Aku keluar kamar dengan mengenakan sweater hitam tebal dan celana kain berwarna krem. Di atas meja telah tersedia Ramuan Polijus yang berwarna biru bening, berisi rambut Iris.
"Ingat, Rose, kau tidak boleh mengatakan hal-hal aneh pada Jason. Aku ingin mempertahankannya karena menurutku dia adalah cowok keren yang benar-benar baik," kata Iris, saat aku sedang meminum Ramuan Polijus.
Setelah efek Ramuan Polijus hilang, aku berdiri di cermin dekat pintu dan mengamati penampilanku. Sempurna! Aku sekarang memiliki rambut hitam dengan mata abu-abu.
"Aku sudah menyihir Ramuan itu agar bisa bertahan selama empat jam, Rose, tapi aku juga telah memasukkan Ramuan Polijus tambahan ditasmu."
"Terima kasih. Apa yang harus aku lakukan? Maksudku apa yang harus kubicarakan dengan Jason... Jason siapa?"
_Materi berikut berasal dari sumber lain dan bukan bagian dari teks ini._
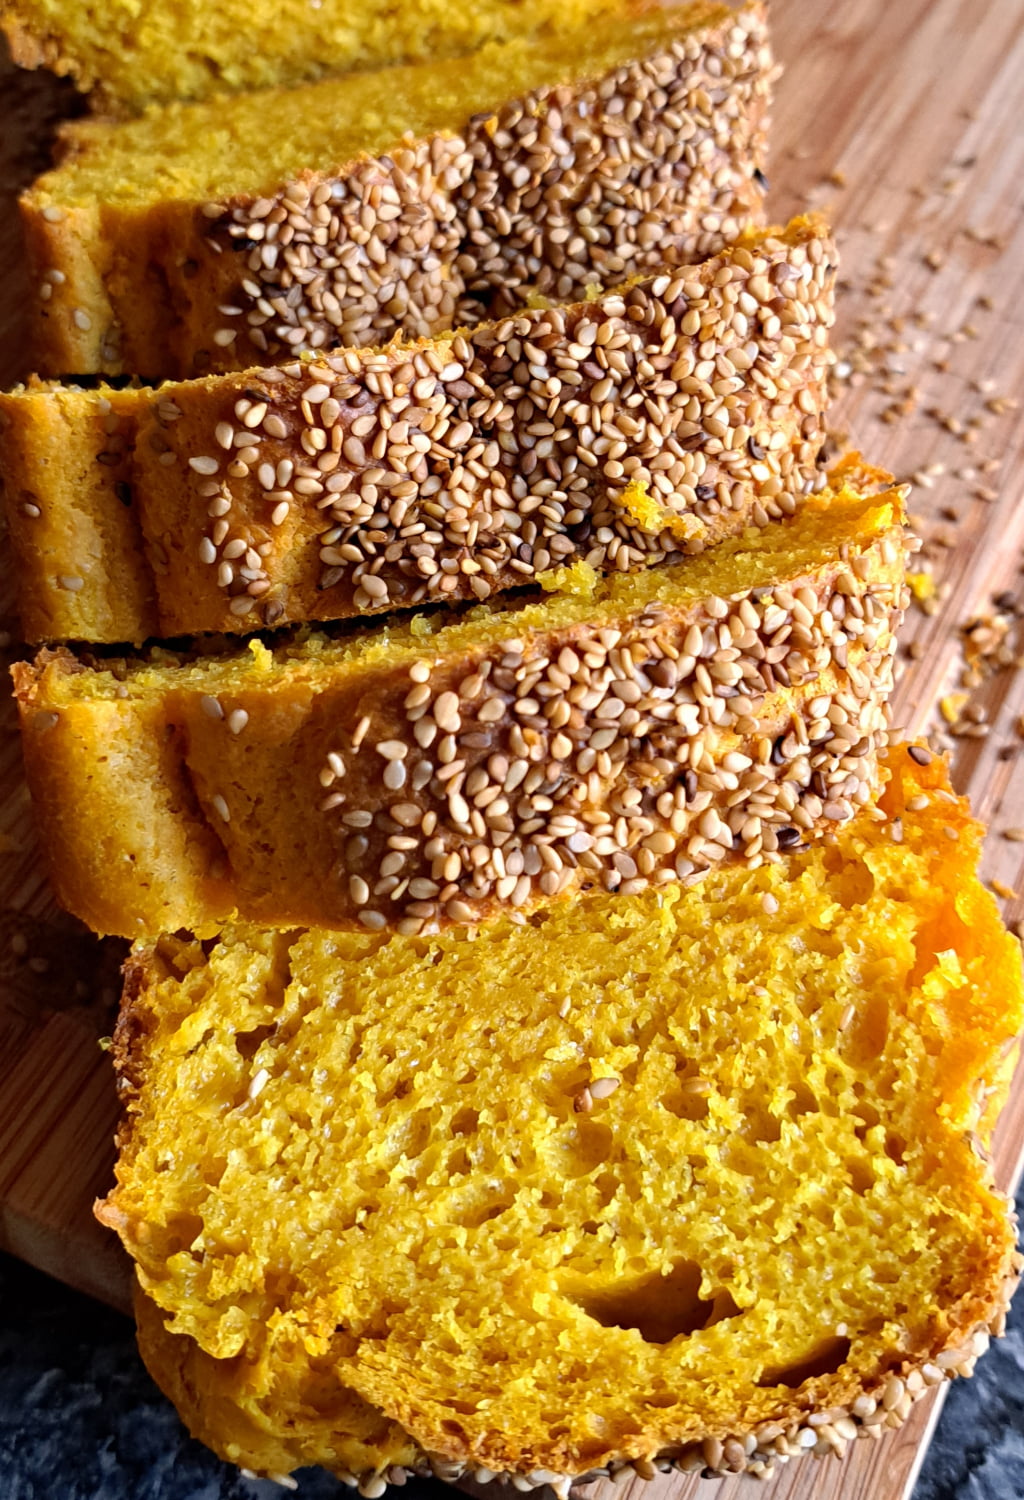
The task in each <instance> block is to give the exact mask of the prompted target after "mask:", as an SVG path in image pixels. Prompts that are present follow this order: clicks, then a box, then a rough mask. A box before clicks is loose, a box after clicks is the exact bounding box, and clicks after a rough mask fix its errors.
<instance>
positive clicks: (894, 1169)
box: [99, 747, 1024, 1496]
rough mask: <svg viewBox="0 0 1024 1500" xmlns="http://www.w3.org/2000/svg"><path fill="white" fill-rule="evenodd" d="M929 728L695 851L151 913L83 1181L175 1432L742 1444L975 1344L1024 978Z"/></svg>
mask: <svg viewBox="0 0 1024 1500" xmlns="http://www.w3.org/2000/svg"><path fill="white" fill-rule="evenodd" d="M927 760H930V756H928V753H927V751H925V750H922V748H919V747H912V748H909V747H900V748H898V750H895V751H894V753H892V754H891V757H889V762H888V774H889V777H891V780H889V784H888V787H886V792H885V796H883V801H882V808H880V810H876V808H874V807H868V808H865V810H862V811H861V813H859V814H858V817H856V819H855V820H852V822H849V823H846V825H843V826H841V828H838V829H837V832H835V837H834V838H831V840H828V841H819V843H816V844H814V846H811V847H807V849H804V850H801V852H798V853H793V855H789V856H787V858H786V861H784V862H780V864H766V865H762V867H759V868H757V870H751V868H742V867H738V865H732V867H721V868H717V870H712V871H711V873H709V874H708V876H706V879H705V880H703V882H702V883H700V885H699V886H696V888H693V889H690V891H684V889H682V886H681V885H678V883H672V885H666V886H661V888H648V889H646V891H642V892H639V894H636V895H631V897H624V895H621V894H601V892H594V894H591V895H588V897H582V898H580V900H577V901H567V903H559V904H556V906H553V907H550V909H547V910H543V912H537V913H535V915H534V918H532V919H531V921H529V922H526V924H523V926H517V924H516V922H514V921H513V919H510V918H508V916H504V918H499V919H498V921H495V922H493V924H490V926H487V927H483V929H480V930H477V932H472V933H466V932H450V933H445V935H442V936H436V938H423V936H420V938H412V936H409V938H396V936H391V938H387V936H385V935H337V933H325V932H291V933H267V932H262V930H258V929H246V927H238V929H229V930H226V932H225V933H222V935H220V938H217V939H216V941H214V942H211V944H204V945H201V944H198V942H195V941H192V939H189V938H163V939H160V941H159V942H156V944H154V945H151V947H139V948H136V950H135V953H133V957H132V960H130V963H129V966H127V984H126V993H124V1008H123V1013H121V1022H120V1026H118V1034H117V1038H115V1058H117V1065H118V1071H120V1079H121V1089H123V1100H124V1104H126V1112H127V1113H126V1119H124V1127H123V1133H121V1140H120V1163H118V1167H117V1187H115V1190H114V1191H112V1194H111V1197H109V1199H108V1200H106V1202H105V1205H103V1206H102V1208H100V1211H99V1212H100V1218H102V1220H103V1221H105V1223H106V1224H109V1226H112V1227H114V1229H115V1230H117V1232H118V1235H120V1236H121V1239H123V1242H124V1245H126V1247H127V1250H129V1253H130V1254H132V1257H133V1259H135V1263H136V1274H138V1284H139V1289H141V1292H142V1301H141V1304H139V1317H141V1329H139V1334H141V1347H142V1355H144V1358H145V1362H147V1365H148V1368H150V1371H151V1374H153V1376H154V1379H156V1380H157V1383H159V1385H160V1386H162V1388H163V1389H165V1391H166V1392H168V1394H169V1395H171V1397H172V1398H174V1401H175V1403H177V1406H178V1410H180V1412H181V1415H183V1418H184V1419H186V1422H187V1424H189V1427H190V1430H192V1431H193V1433H195V1434H196V1436H198V1437H201V1439H202V1440H204V1442H205V1443H208V1445H210V1446H213V1448H214V1449H216V1451H217V1452H219V1454H220V1455H222V1457H223V1458H228V1460H231V1461H232V1463H235V1464H243V1466H246V1467H247V1469H250V1470H256V1472H259V1473H267V1472H271V1473H288V1472H289V1470H291V1469H294V1467H297V1466H300V1464H313V1463H315V1464H324V1466H325V1467H328V1469H333V1470H336V1472H340V1473H342V1476H343V1478H348V1479H349V1481H352V1479H354V1478H355V1479H358V1481H360V1482H361V1491H363V1494H364V1496H378V1494H381V1491H382V1487H384V1484H382V1482H384V1481H385V1479H387V1478H393V1476H394V1472H396V1470H394V1466H406V1467H414V1469H426V1467H427V1466H432V1467H433V1469H435V1472H439V1473H442V1475H445V1476H447V1478H453V1476H456V1475H457V1473H460V1472H463V1470H469V1472H474V1470H480V1469H484V1470H487V1472H490V1473H493V1472H499V1473H505V1472H511V1473H517V1475H525V1476H528V1479H529V1481H531V1482H532V1484H537V1485H540V1484H543V1482H546V1481H550V1479H555V1478H556V1476H576V1475H580V1473H588V1472H594V1470H603V1469H609V1467H612V1469H616V1467H621V1466H624V1464H630V1463H633V1464H636V1466H637V1469H639V1472H640V1473H646V1475H648V1476H652V1475H654V1473H655V1470H657V1467H658V1464H661V1466H663V1467H669V1466H676V1467H679V1469H682V1470H700V1469H711V1470H715V1472H717V1470H739V1469H747V1470H751V1472H754V1473H759V1475H765V1473H766V1472H771V1469H772V1467H774V1466H775V1464H777V1463H780V1461H783V1460H786V1458H790V1457H798V1455H799V1454H801V1452H805V1451H808V1449H814V1451H817V1452H820V1454H826V1452H829V1451H835V1452H840V1454H841V1452H843V1449H844V1448H846V1446H847V1442H849V1440H852V1439H855V1437H858V1436H859V1434H862V1433H864V1434H867V1433H870V1431H871V1430H876V1428H880V1430H885V1428H888V1427H897V1425H898V1424H900V1422H901V1421H903V1419H904V1416H906V1415H907V1412H909V1409H910V1404H912V1401H913V1398H915V1397H916V1395H918V1394H921V1392H922V1391H924V1389H925V1388H928V1386H931V1385H936V1383H942V1382H943V1380H945V1379H948V1377H951V1376H955V1374H967V1373H970V1370H972V1368H973V1364H975V1359H976V1358H978V1355H979V1353H981V1352H982V1350H984V1349H985V1346H987V1343H988V1331H990V1329H991V1331H996V1332H1000V1331H1002V1319H1003V1313H1005V1308H1006V1304H1008V1299H1009V1295H1011V1290H1012V1287H1014V1283H1015V1280H1017V1271H1018V1260H1017V1257H1015V1251H1014V1232H1012V1224H1011V1214H1009V1205H1008V1200H1006V1199H1005V1197H1003V1196H1002V1194H1000V1193H997V1191H996V1190H994V1187H993V1181H991V1172H990V1167H988V1163H987V1155H985V1146H987V1143H988V1139H990V1133H991V1125H993V1121H994V1115H996V1110H997V1109H999V1106H1000V1103H1002V1100H1003V1097H1005V1092H1006V1083H1008V1077H1009V1070H1011V1067H1012V1052H1014V1043H1015V1037H1017V1032H1018V1031H1020V1028H1021V1023H1023V1022H1024V987H1023V984H1021V959H1020V948H1018V945H1017V944H1015V942H1014V939H1012V938H1009V935H1008V933H1006V932H1005V930H1003V927H1002V922H1000V918H999V912H997V907H996V903H994V900H993V897H991V895H990V894H988V892H987V891H985V889H984V888H982V885H981V882H979V879H978V873H976V870H978V852H979V832H981V829H979V826H978V823H975V822H973V820H972V817H970V814H969V811H967V807H966V804H964V802H963V801H961V799H958V798H955V796H954V795H952V793H951V790H949V783H948V780H946V772H945V768H943V766H942V765H940V763H939V762H931V763H922V762H927ZM184 1101H187V1107H183V1106H184ZM484 1478H487V1475H484ZM523 1487H525V1488H529V1485H523Z"/></svg>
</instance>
"Jason Cook. Kau tidak perlu melakukan apa-apa cukup duduk manis dan mendengarkannya menceritakan pengalamannya di Lyall Bay Swimming Center."
"Kencan yang sama sekali tidak menyenangkan. Pasti ceritanya sangat membosankan."
"Cukup menarik, kalau kau suka berenang."
"OK! Aku akan mencoba untuk tidak memantrai sekitarku dengan Muffliato."
"Kau tidak boleh melakukan itu, Rose!"
"Baiklah! Aku pergi... sampai jumpa!"
Aku berjalan keluar apartemen dan menuju lift Muggle. Awalnya, aku tidak terbiasa dengan barang Muggle yang aneh ini. Aku seperti merasa ada dalam ruangan sempit tertutup yang menyesakkan, tapi lama-lama terbiasa juga. Meski kadang-kadang tombol-tombol lift ini sangat membingungkan.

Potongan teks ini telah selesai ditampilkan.